This update addresses several newly discovered security vulnerabilities affecting Internet Information Services (IIS) 5.1 on Windows XP, as well as incorporating all previous updates for IIS.
Ten new vulnerabilities, the most serious of which could enable code of an attacker"s choice to be run on a server.
- A buffer overrun vulnerability involving the operation of the chunked encoding transfer mechanism via Active Server Pages in IIS 4.0 and 5.0
- A Microsoft-discovered vulnerability that is related to the preceding one, but which lies elsewhere within the ASP data transfer mechanism.
- A buffer overrun involving how IIS 4.0, 5.0 and 5.1 process HTTP header information in certain cases.

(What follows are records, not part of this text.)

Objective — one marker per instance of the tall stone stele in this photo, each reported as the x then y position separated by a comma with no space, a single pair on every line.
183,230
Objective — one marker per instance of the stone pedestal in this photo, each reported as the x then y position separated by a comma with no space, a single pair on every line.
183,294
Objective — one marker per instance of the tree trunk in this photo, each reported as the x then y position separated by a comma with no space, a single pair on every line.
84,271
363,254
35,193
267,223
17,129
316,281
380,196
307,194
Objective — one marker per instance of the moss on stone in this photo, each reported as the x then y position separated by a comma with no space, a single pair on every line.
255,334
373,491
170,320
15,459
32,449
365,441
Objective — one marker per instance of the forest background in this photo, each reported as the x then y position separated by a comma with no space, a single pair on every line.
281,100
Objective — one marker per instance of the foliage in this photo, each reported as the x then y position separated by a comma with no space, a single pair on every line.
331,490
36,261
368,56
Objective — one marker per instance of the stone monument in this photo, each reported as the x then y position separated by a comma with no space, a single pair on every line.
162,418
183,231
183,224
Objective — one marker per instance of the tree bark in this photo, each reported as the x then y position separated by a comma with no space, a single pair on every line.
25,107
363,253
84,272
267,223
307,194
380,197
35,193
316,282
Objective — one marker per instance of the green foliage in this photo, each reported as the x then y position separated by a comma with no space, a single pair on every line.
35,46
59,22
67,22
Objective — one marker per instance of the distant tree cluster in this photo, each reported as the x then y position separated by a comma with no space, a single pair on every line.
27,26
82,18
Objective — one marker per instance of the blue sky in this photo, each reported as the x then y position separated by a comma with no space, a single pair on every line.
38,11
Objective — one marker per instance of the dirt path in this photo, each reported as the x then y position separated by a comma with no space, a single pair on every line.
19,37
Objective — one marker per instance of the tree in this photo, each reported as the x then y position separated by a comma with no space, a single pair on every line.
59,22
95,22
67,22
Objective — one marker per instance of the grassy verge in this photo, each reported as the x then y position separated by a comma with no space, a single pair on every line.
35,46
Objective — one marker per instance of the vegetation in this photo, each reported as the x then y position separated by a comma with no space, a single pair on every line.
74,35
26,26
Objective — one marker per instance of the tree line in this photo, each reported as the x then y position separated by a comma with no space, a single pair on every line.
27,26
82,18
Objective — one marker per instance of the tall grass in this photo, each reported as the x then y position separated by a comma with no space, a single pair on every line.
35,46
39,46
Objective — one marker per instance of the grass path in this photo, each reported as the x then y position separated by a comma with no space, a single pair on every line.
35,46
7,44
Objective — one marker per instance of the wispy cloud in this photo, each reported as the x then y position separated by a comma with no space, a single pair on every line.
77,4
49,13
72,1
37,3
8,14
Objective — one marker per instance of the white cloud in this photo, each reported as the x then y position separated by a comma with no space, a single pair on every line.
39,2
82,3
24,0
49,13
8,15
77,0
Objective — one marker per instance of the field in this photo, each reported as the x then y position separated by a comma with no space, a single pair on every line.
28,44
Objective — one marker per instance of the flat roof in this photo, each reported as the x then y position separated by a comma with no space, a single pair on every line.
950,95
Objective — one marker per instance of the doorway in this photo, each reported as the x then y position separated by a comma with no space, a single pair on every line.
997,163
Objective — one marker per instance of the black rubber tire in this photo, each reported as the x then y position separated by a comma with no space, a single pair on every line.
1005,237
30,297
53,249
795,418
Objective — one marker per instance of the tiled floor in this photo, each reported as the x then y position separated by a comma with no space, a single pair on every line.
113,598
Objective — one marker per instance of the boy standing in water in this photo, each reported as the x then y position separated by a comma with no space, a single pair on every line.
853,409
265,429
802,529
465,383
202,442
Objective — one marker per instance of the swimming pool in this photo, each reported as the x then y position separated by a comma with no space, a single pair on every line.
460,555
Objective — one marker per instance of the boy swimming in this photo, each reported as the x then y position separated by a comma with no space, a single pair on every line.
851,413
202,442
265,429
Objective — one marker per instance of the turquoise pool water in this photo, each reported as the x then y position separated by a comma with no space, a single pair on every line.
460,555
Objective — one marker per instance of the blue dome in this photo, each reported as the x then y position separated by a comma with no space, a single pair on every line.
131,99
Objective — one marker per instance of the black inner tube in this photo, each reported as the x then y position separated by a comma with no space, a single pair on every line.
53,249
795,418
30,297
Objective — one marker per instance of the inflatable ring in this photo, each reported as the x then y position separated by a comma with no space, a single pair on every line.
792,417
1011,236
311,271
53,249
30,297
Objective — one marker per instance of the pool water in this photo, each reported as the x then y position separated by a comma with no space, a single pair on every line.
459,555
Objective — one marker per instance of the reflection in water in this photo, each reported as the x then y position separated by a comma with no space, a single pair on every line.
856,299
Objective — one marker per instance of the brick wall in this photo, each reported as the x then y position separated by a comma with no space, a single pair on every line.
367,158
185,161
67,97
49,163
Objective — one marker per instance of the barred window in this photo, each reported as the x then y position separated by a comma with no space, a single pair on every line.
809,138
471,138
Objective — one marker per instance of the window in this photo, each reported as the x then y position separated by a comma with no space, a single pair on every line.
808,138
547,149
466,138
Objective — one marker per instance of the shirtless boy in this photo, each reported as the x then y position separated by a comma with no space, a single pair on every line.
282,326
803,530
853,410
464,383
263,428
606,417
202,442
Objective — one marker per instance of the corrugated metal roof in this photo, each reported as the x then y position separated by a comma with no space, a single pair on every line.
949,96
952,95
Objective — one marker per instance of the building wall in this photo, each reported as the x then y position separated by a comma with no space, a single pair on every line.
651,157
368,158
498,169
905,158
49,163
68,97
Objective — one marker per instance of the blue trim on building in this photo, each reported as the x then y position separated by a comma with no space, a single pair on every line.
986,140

- A Microsoft-discovered buffer overrun vulnerability in IIS 4.0, 5.0 and 5.1 that results from an error in safety check that is performed during server-side includes.
- A buffer overrun affecting the HTR ISAPI extension in IIS 4.0 and 5.0.
- A denial of service vulnerability involving the way IIS 4.0, 5.0, and 5.1 handle an error condition from ISAPI filters.
- A denial of service vulnerability involving the way the FTP service in IIS 4.0, 5.0 and 5.1 handles a request for the status of the current FTP session.
- A trio of Cross-Site Scripting (CSS) vulnerabilities affecting IIS 4.0, 5.0 and 5.1: one involving the results page that"s returned when searching the IIS Help Files, one involving HTTP error pages; and one involving the error message that"s returned to advise that a requested URL has been redirected.
Customers using any of the affected products should install the patch immediately.